Beyond Holistic Models: Systematic Component-level Benchmarking of Deep Multivariate Time-Series Forecasting
For researchers in time-series forecasting, this work provides a systematic framework to understand and optimize component-level contributions, moving beyond holistic model comparisons.
This paper introduces TSCOMP, a large-scale benchmark that deconstructs deep multivariate time-series forecasting methods into fine-grained components, evaluating over 20,000 model-dataset combinations. The resulting corpus-driven approach for automated component selection consistently outperforms state-of-the-art methods.
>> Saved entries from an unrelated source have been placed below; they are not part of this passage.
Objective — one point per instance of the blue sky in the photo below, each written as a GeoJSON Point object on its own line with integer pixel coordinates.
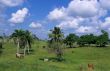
{"type": "Point", "coordinates": [39, 16]}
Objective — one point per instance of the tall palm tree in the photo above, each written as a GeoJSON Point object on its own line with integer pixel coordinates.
{"type": "Point", "coordinates": [17, 36]}
{"type": "Point", "coordinates": [55, 41]}
{"type": "Point", "coordinates": [23, 39]}
{"type": "Point", "coordinates": [29, 39]}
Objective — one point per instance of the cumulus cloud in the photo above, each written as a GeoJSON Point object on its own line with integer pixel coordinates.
{"type": "Point", "coordinates": [57, 14]}
{"type": "Point", "coordinates": [35, 25]}
{"type": "Point", "coordinates": [105, 4]}
{"type": "Point", "coordinates": [19, 16]}
{"type": "Point", "coordinates": [11, 3]}
{"type": "Point", "coordinates": [86, 29]}
{"type": "Point", "coordinates": [106, 23]}
{"type": "Point", "coordinates": [71, 23]}
{"type": "Point", "coordinates": [84, 8]}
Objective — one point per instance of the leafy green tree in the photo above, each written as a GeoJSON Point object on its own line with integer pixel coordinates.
{"type": "Point", "coordinates": [103, 39]}
{"type": "Point", "coordinates": [87, 40]}
{"type": "Point", "coordinates": [56, 41]}
{"type": "Point", "coordinates": [22, 39]}
{"type": "Point", "coordinates": [70, 39]}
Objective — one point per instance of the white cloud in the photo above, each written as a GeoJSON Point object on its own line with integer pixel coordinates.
{"type": "Point", "coordinates": [11, 3]}
{"type": "Point", "coordinates": [105, 4]}
{"type": "Point", "coordinates": [106, 23]}
{"type": "Point", "coordinates": [35, 25]}
{"type": "Point", "coordinates": [71, 23]}
{"type": "Point", "coordinates": [86, 29]}
{"type": "Point", "coordinates": [19, 16]}
{"type": "Point", "coordinates": [84, 8]}
{"type": "Point", "coordinates": [57, 13]}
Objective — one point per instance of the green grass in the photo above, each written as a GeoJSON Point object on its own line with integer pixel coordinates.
{"type": "Point", "coordinates": [100, 57]}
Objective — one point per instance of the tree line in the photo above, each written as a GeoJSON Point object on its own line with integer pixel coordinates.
{"type": "Point", "coordinates": [88, 40]}
{"type": "Point", "coordinates": [56, 41]}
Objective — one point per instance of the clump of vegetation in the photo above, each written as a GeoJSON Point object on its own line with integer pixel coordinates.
{"type": "Point", "coordinates": [70, 39]}
{"type": "Point", "coordinates": [23, 39]}
{"type": "Point", "coordinates": [56, 41]}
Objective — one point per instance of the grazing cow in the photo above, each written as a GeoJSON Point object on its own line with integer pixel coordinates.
{"type": "Point", "coordinates": [90, 67]}
{"type": "Point", "coordinates": [18, 55]}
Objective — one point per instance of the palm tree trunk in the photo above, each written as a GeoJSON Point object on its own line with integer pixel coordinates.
{"type": "Point", "coordinates": [24, 50]}
{"type": "Point", "coordinates": [18, 46]}
{"type": "Point", "coordinates": [28, 47]}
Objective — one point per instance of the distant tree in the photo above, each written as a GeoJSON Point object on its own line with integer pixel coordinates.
{"type": "Point", "coordinates": [70, 39]}
{"type": "Point", "coordinates": [103, 39]}
{"type": "Point", "coordinates": [22, 39]}
{"type": "Point", "coordinates": [56, 41]}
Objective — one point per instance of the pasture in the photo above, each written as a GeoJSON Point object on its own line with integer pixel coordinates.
{"type": "Point", "coordinates": [74, 58]}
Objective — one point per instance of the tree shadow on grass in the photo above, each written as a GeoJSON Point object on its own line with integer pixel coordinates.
{"type": "Point", "coordinates": [51, 59]}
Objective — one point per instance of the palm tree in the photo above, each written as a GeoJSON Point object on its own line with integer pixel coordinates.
{"type": "Point", "coordinates": [29, 39]}
{"type": "Point", "coordinates": [23, 39]}
{"type": "Point", "coordinates": [55, 41]}
{"type": "Point", "coordinates": [17, 35]}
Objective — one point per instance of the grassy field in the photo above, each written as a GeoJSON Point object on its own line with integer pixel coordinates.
{"type": "Point", "coordinates": [74, 57]}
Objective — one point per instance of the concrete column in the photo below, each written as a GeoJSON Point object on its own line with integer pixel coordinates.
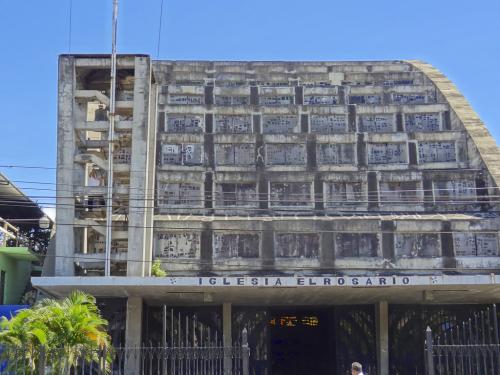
{"type": "Point", "coordinates": [139, 170]}
{"type": "Point", "coordinates": [382, 323]}
{"type": "Point", "coordinates": [227, 335]}
{"type": "Point", "coordinates": [65, 238]}
{"type": "Point", "coordinates": [133, 335]}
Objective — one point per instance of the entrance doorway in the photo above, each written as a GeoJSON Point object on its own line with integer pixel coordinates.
{"type": "Point", "coordinates": [301, 342]}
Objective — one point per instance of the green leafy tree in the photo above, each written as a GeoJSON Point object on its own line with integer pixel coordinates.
{"type": "Point", "coordinates": [63, 331]}
{"type": "Point", "coordinates": [157, 270]}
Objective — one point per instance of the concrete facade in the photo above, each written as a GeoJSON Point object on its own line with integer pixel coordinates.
{"type": "Point", "coordinates": [275, 168]}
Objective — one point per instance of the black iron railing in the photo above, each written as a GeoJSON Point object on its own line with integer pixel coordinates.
{"type": "Point", "coordinates": [469, 348]}
{"type": "Point", "coordinates": [207, 360]}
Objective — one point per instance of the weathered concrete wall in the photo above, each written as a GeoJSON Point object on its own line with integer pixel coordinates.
{"type": "Point", "coordinates": [244, 147]}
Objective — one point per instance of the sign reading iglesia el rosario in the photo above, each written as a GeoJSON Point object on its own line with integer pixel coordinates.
{"type": "Point", "coordinates": [331, 281]}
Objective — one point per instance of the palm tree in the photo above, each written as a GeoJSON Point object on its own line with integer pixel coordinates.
{"type": "Point", "coordinates": [70, 330]}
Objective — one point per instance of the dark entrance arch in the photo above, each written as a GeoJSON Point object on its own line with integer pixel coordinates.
{"type": "Point", "coordinates": [308, 340]}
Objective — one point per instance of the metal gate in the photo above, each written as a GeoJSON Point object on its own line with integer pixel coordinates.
{"type": "Point", "coordinates": [466, 348]}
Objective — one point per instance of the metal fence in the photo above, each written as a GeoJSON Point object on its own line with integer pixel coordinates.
{"type": "Point", "coordinates": [207, 360]}
{"type": "Point", "coordinates": [468, 348]}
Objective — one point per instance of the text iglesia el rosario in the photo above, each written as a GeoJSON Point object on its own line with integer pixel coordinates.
{"type": "Point", "coordinates": [305, 281]}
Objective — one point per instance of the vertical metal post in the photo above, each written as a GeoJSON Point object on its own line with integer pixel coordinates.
{"type": "Point", "coordinates": [496, 334]}
{"type": "Point", "coordinates": [41, 362]}
{"type": "Point", "coordinates": [245, 352]}
{"type": "Point", "coordinates": [111, 135]}
{"type": "Point", "coordinates": [164, 350]}
{"type": "Point", "coordinates": [429, 351]}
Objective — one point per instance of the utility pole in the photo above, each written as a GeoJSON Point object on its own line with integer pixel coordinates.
{"type": "Point", "coordinates": [111, 136]}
While previous research in multivariate time series forecasting has focused on developing complex holistic models, this work advocates for a shift toward a granular, component-level understanding of their impacts. We propose TSCOMP, the first large-scale benchmark that systematically deconstructs deep forecasting methods into their core, fine-grained components--spanning series preprocessing, encoding strategies, network architectures including specific and large time-series models, and optimization methods. Using constrained orthogonal experimental design and extensive evaluations, we conduct multi-view analyses that reveal component effectiveness across different backbones, data characteristics, and their interactions. Beyond providing insights, this benchmark establishes a fine-grained performance corpus comprising over 20,000 model-dataset evaluations, which supports the learning of automated component selection, enabling zero-shot model construction on new datasets. Our experiments demonstrate that the corpus-driven approach, despite its simplicity, consistently outperforms state-of-the-art methods, validating the soundness of our evaluation design and confirming that systematic component selection surpasses manually designed complex architectures. All code and the performance corpus are publicly available at https://github.com/SUFE-AILAB/TSCOMP.